Monday, October 25, 2021

Los nombres de Cochabamba


Claudio Ferrufino-Coqueugniot
 


La infancia fue feliz. En el viejo Volkswagen íbamos cada fin de semana al campo. Mamá y papá fueron grandes caminadores, y así salimos todos. Recuerdo el ejemplo que siempre mencionaba Joaquín, mi padre, acerca de cuántos kilómetros al día caminaba un soldado del ejército japonés, algo como los campeones del mundo, por decirlo. Lo emulamos, en la medida de las posibilidades y, en tal entrenamiento samurai, conocimos de memoria el valle cochabambino; exhaustivamente el valle bajo, y en menor grado el alto. Hoy, la invocación de cualquiera de esos nombres de pueblo o región asocia tantas imágenes, olores, sabores, que trae la sonrisa de mi madre en medio del aroma de retamas, y el vozarrón de mi padre con el rumor del cascajo de los ríos en avenida.


Tiquipaya, Pairumani, Suticollo… la explicación del origen aymara de esta tierra a donde llegaron los quechuas en explosión de dominio. Aunque nebuloso es el pasado, y peor la historia cuando no ha sido escrita, buscamos con afán de exploradores el camino más antiguo del lugar, por donde habían invadido los incas: el Tupuyán. Para ello tuvimos que subir a la falda de la montaña, buscar en las inmediaciones de Liriuni, imaginando la bajada por las empinadas quebradas que suben hacia Morochata. Luego, hacia el oeste, inclinándonos por Anocaraire y la ancha apertura del río de La Llave. Esa quebrada es con mucho más suave. Años después, con amigos, reeditamos el anciano viaje; lo había hecho mi padre en la década del cuarenta, a pie, por herraduras, desde Cochabamba hasta Independencia o Palca. Nosotros fuimos escasos, con la ruta trepando por la vertiente izquierda del río, atravesando tres apachetas, hasta vislumbrar desde la cumbre, a lo lejos, la ansiada Morochata. La idea era seguir: Yayani, Chinchiri, Independencia, Sanipaya, a la tierra de los orígenes de mi abuela paterna. La chicha lo impidió. Nos pusimos a jugar rayuela con los hombres del pueblo y terminamos vomitando el gentil alojamiento que las monjitas nos cedieron. Al día siguiente nos expulsaron; justifico el por qué.


Buscamos el mítico camino, alegres como niños que éramos. Y, según noticias que los progenitores reunieran, decidimos que una polvosa senda, que la lógica indicaba como mejor para quien viniera del Ande, era el Tupuyán. Lo habíamos hallado y nada que yo recuerde, me impresionó más: con él venían hordas de guerreros con pectorales de oro, plumas ofrendadas en el Cuzco desde las vírgenes selvas del oriente. Venía de leer a Homero; tenía nueve años, y en el instante, sumadas a la memoria de Héctor, Aquiles, Menelao, Paris, Ayax Telamonio, Diómedes, acariciaba figuras más cercanas, hombres de tez cetrina, altos porque yo era pequeño, en disciplinada fila, hacia la lujuria del maíz. No existían muros como los de Ilión, pero sí maraña de molles, un valle extendido sin fin, arbolado, oloroso, soleado y bucólico. El Tupuyán llevaba a los guerreros a domeñar su ira. Estos eran terrenos para recostarse y soñar.
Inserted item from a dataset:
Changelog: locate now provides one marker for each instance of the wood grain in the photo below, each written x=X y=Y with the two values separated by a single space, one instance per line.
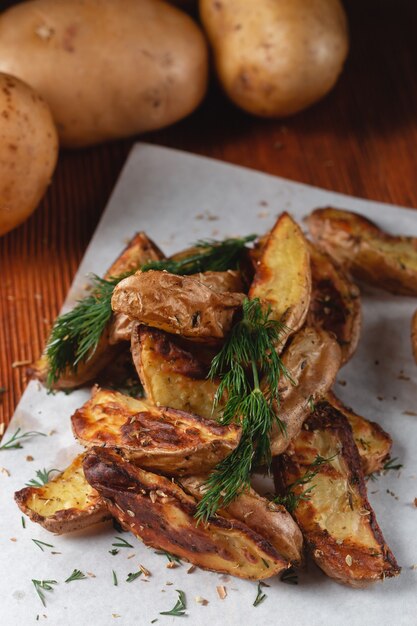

El Tupuyán, nada antes que él de la herencia quechua, habrá sido ya destruido. Escucho camiones de coca que no veo, precursores, ácidos, lavadoras para la nueva sofisticación casera de la droga. He sabido que el verde, más verde que el de Llewellyn, se esfuma. Los eucaliptos que trajo España hierven en hornos para siempre. A nadie le interesa saber por dónde arribaron las huestes de Túpac Yupanqui. La paradoja actual se debate entre el rescate del ancestro y la globalización brutal que conlleva el narcotráfico. Si pregunto hoy ¿Tupuyán?, pensarán que me burlo. Pero nosotros lo hemos visto, borroso, casi invisible, y hemos seguido su huella por donde nos llevara, por la Paucarpata que subyugó al cronista Polo de Ondegardo, por El Paso, y en cada rincón de lo se ha hecho pretérito.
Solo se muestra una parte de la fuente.